United States Ambassador to Namibia
- In office October 13, 1999 – April 6, 2001
- President: Bill Clinton
- Preceded by: George F. Ward
- Succeeded by: Kevin McGuire

Personal details
- Born: Jeffrey Allen Bader July 1, 1945 New York City, U.S.
- Died: October 22, 2023 (aged 78) Los Angeles, California, U.S.
- Spouse: Rohini Talalla
- Education: Yale College (BA) Columbia University (MA, PhD)

= Jeffrey A. Bader =

American diplomat (1945–2023)

Jeffrey Allen Bader (July 1, 1945 – October 22, 2023) was an American diplomat who was senior director for East Asian affairs on the National Security Council in the Obama administration, with The New York Times calling him "one of the country's leading experts on China". He also served as the United States ambassador to Namibia from 1999 to 2001.
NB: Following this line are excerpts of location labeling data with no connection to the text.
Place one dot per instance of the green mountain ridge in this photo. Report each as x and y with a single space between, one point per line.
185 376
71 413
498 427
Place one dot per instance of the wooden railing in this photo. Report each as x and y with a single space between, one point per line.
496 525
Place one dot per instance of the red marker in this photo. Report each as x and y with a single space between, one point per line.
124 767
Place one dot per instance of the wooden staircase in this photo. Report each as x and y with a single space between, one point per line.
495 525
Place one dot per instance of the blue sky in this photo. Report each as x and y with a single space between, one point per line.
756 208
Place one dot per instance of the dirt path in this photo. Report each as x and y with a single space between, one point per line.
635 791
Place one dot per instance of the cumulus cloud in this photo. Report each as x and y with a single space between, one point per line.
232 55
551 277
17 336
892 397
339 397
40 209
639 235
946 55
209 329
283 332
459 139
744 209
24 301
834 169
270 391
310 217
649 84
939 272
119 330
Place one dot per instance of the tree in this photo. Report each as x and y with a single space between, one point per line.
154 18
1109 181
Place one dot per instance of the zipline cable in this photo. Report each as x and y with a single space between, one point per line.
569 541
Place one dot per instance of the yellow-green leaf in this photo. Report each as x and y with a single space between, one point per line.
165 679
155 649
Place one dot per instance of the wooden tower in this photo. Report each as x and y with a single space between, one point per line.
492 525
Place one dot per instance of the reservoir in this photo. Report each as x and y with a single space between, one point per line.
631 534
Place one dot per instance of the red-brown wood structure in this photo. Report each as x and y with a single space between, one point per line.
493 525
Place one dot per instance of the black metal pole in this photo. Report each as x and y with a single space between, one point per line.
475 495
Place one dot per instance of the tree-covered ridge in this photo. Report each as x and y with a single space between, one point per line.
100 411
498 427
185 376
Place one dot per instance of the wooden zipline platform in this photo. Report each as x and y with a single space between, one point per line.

== Early life and education ==
Bader was born to a Jewish family in Brooklyn, New York City, in 1945. He held a BA from Yale College (1967) and a MA (1968) and PhD (1975) in European history from Columbia University. He spoke Chinese and French.

==Career==
Bader first assignment with the United States Foreign Service was in Zaire. However, in 1977, he was chosen by Richard Holbrooke to join a team of up-and-coming diplomats tasked with building U.S. relations with the People's Republic of China. He spent several years in Beijing, and his subsequent work focused on China and East Asia more broadly, except when he served as Ambassador to Namibia during the last two years of presidency of Bill Clinton.

Bader retired from foreign service in 2002 and later joined the Brookings Institution, where he was senior fellow and inaugural director of the John L. Thornton China Center. From 2009 to 2011, he was senior director for East Asian affairs on the National Security Council during the Obama Administration. The following year, he published a memoir entitled Obama and China's Rise: An Insider's Account of America's Asia Strategy.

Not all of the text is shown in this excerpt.